We should rather be thinking of how to reposition NYSC to make it more productive.

“If we take a resolution that coppers sent to public sectors are accepted, what are the capacities to these agencies, how do we guarantee that it will work? I think what should border us is how to reform the NYSC scheme to add value to the system. I share the sentiment but in terms of workability, it might be difficult. Let the committee in charge of NYSC think of ways to reform the scheme,” he added.

Datti Baba-Ahmed also spoke against the motion, saying, “I speak against this motion based on three solid grounds. The first is that I feel there are certain emotional attachments to NYSC by people who moved this motion. There are lapses in the planning system. The other ground is that there is expectation to re-orientate youths to go against what they have seen for about two decades. The value they require should not be achieved in one year. To say the truth, the system has failed.”

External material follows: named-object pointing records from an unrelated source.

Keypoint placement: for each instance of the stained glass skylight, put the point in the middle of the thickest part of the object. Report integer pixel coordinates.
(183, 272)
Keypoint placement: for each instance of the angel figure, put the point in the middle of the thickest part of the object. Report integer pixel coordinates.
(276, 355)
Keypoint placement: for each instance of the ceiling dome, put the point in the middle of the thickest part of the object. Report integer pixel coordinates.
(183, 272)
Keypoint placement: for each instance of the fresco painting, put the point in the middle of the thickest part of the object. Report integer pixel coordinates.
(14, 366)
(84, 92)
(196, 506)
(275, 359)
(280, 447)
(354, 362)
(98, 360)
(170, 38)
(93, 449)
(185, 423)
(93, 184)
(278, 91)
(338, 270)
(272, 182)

But Ifeanyi Okowa and Suleiman Adoke argued that it was wrong for agencies of government to reject corps members, but they agreed that corps members should rather be sent to states instead of bringing all of them to Abuja.

President of the Senate, Senator David Mark, in his final comments complained that corps members were involved in circumventing the system to have them posted to areas of their choice.

He said, corps members want to serve in Abuja, they don’t only want to serve in Abuja, they want to serve in NNPC or PPMC. So we are running into series of problems. I believe that the NYSC has been seriously bedeviled by lack of proper coordination, otherwise why do you send people to where they need only one person and then you say that the ten must be absorbed, nine of them are going to be employed in any case and they become a problem.

“I think what we should really look at is what will make the NYSC achieve its own objectives, the reason why it was set up, that is national integration. There are people who are serving in various places that they didn’t know existed in this country at all, but they got there, they settled down; the villagers, the communities accepted them.

“These days the communities are not even ready to accept NYSC in addition to the dangers that they go through. In my candid opinion I think we need to go back to the drawing board and make sure that we organise the NYSC in such a way that it achieves the original intention, that is, to bring about national unity and to ensure that there is national integration so that we all get to know a lot about this country.”